Universal Gym Equipment
- Founded: 1957; 69 years ago
- Founder: Harold Zinkin
- Defunct: 2006
- Fate: Acquired by Nautilus, Inc.
- Parent: Flexible Flyer (1998-2006);

= Universal Gym Equipment =

American exercise equipment manufacturer

Universal Gym Equipment was an American manufacturer of exercise equipment, in particular weight machines. It was founded by Harold Zinkin in 1957. In 1998, it was acquired by Flexible Flyer. In 2006 it was acquired by Nautilus, Inc. The Universal Gym brand was subsequently discontinued except for a line of selectorized dumbbells.

==History==
Harold Zinkin was an enthusiastic weightlifter and bodybuilder in the 1930s. He was a habitué of the famous Muscle Beach bodybuilding milieu in southern California, was the first "Mr. California" in 1941, and finished second in the 1945 Mr. America contest.

Barbells and dumbbells had been used for strength training for many years, especially by weightlifters and bodybuilders. However, inexperienced users could injure themselves with these "free weights".

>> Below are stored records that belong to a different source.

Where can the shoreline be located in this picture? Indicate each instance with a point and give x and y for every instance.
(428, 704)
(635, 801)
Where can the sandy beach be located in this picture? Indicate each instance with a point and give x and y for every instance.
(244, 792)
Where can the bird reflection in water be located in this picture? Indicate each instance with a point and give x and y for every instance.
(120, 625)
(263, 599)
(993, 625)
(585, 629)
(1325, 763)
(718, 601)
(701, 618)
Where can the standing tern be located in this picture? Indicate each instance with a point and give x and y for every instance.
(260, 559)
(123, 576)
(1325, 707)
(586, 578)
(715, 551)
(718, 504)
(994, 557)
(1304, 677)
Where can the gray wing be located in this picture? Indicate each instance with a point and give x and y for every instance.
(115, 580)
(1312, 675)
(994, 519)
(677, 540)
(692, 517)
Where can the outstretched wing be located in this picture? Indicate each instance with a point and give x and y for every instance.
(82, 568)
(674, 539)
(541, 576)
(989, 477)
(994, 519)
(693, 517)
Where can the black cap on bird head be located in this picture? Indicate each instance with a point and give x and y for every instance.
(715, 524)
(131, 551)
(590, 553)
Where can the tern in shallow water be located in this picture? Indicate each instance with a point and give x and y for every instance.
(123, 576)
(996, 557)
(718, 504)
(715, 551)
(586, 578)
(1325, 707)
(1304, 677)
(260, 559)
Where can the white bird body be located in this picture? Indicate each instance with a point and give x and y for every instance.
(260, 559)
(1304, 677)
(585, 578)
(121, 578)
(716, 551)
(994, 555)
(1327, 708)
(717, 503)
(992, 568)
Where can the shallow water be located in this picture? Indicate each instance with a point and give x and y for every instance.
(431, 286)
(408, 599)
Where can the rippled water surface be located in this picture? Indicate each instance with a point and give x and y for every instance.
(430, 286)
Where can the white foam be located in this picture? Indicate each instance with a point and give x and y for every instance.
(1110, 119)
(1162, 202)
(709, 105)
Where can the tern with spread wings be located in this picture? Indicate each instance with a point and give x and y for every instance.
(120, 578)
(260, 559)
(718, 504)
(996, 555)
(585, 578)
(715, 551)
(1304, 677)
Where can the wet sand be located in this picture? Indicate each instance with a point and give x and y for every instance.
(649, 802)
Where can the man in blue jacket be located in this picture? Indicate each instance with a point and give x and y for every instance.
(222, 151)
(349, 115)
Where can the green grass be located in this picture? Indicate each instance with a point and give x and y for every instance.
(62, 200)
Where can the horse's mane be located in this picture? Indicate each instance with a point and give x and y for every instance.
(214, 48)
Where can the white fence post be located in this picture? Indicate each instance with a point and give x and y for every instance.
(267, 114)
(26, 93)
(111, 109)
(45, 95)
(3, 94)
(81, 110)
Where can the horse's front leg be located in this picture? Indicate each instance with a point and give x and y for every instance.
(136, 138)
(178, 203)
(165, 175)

In the late 1940s and early 1950s, Zinkin operated several gyms in the Los Angeles area. Zinkin wanted to make strength training safer and more accessible to novices, and thus broaden the appeal of the sport. To that end, he developed the "weight machine". Instead of lifting a bar with weight plates on it, the user pulls or pushes a handle connected by levers or cables to a stack of weight plates riding on steel guideposts. This allows a user to perform weightlifting exercises with no risk of dropping the weight on himself.

It also allows weight resistance to be in any direction (i.e. down as well as up, or rotary), and for the user's range of motion to be constrained, thereby concentrating effort in a specific muscle group.

Another key feature was the much easier change of weight. With barbells and dumbbells, lifting at different weights required either a set of bells with different fixed weights, or else adding and removing weight plates at both ends, a process which could take up to a minute. On Zinkin's machines, the weight lifted was selected by inserting a pin into the weight stack; moving the pin took only a few seconds.

Zinkin marketed his machines under the "Universal Gym" trademark. They proved highly successful. He sold several custom-built units, and in 1963 began mass production.

The standard "Universal Gym" incorporated stations for eight or ten different exercises in a single large frame. Often these units included non-weight exercise stations, such as a chin-up bar or a slant board for sit-ups.

Athletic and exercise venues of all sorts - schools, colleges, YMCAs, private gyms (such as the Vic Tanny chain), and professional sports teams - acquired Universal Gym machines to supplement or replace free weights.

Zinkin wrote later, "If I'm proud of anything, it's that machine and the fact that there probably isn't one professional athlete in the world who hasn't worked out on a Universal at least once."

Universal also offered single-exercise machines, and smaller units for home use. With its strong brand recognition, Universal also made and sold other fitness equipment, including free weights, weight lifting benches, and machines for cardiovascular exercise.

In 2004, the Universal product line included Power Circuit Single Stations, Free Weight Machines, Classic Chrome Single Stations, and Multi-Station Machines — all based on the design of Zinkin's original Universal Gym.

Universal had a number of industry "firsts", including such products as the "Dynamic Variable Resistance" technology that varied the resistance applied to muscle groups by an exercise machine throughout the entire range of motion.

However, from the 1980s onward, Universal faced increasing competition from Nautilus and other rivals. Zinkin retired from the company. In 1998, it was acquired by Flexible Flyer, a maker of outdoor recreational products such as sleds and swing sets. Flexible Flyer later decided that Universal did not fit its business. In 2006 Universal was acquired by Nautilus, Inc.In 2011, Nautilus released for a line of selectorized dumbbells under the Universal brand.